35f could mean ฿35 for food.
And here it is. No more filling forms. Data is saved in Airtable.
Why I use Airtable
For expense tracking, ~95% of the time, the use case is to insert a new expense entry. I rarely edit/delete existing entries, so I don't want to spend time implementing it myself. But they still do happen.
I chose Airtable because then I can deep-link the reply into the Airtable app, and use it for edit/delete.
# I want to see all the transactions in one place
I have multiple bank accounts and each bank has its own app. But since I use an Android phone, I can parse incoming SMS from multiple banks, aggregate them in one place, and record expenses automatically.
# Why not offer the option to track the transaction as expense as well?
I start to see a pattern… Most of the transactions are expenses, and I want to track them. Now I want to streamline this process, so I added some quick reply buttons to the transaction message.
Now when I receive a transaction, I can just tap on the corresponding category to track it as an expense.
# Why not track some expenses automatically?
While most transactions can’t be categorized automatically when all it knows is “paid ฿55 to 7-ELEVEN”. But some can.
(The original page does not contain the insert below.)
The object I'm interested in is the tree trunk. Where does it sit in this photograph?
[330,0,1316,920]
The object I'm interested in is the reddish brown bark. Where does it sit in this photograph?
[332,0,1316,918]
If I paid “BTS SkyTrain” then obviously it’s for transportation.
# I need to do some quick calculations
As a handy feature, I included a LiveScript interpreter. This allows me to do some quick calculations.
# Scheduled commands
Because automatron uses a text-based interface, implementing scheduled commands becomes very easy. Now I can tell my bot before sleeping “in 6h lights on”, and 6 hours later it would turn my lights back on.
With this I can also implement a command macros.
gn (goodnight) means
lights dimmed and then
in 5m lights off.
(When I say goodnight to automatron, it would dim my room’s lights and turn it of 5 minutes later.)
The scheduled commands are also stored in Airtable, so if I need to cancel any scheduled command I can just edit it there.
As an extra feature, automatron can also convert images to text using Google Cloud Vision API.
The project started in 2018 as a simple webtask.
- For home automation, I initially used CloudMQTT.
- I’m in Thailand, LINE’s servers are in Japan, and webtask’s are in North America.
- After the migration, the bot’s response time becomes much faster.
In 2020, something strange happened. Even though I limited the resource usage to be within Google App Engine’s free quotas, for some reason it charges me $15/mo.
After 2 years of no issue, the free CloudMQTT instance I use begins to cease accepting connections, and must be manually restarted. After this happens twice, I switched the MQTT service to use Google Cloud IoT Core.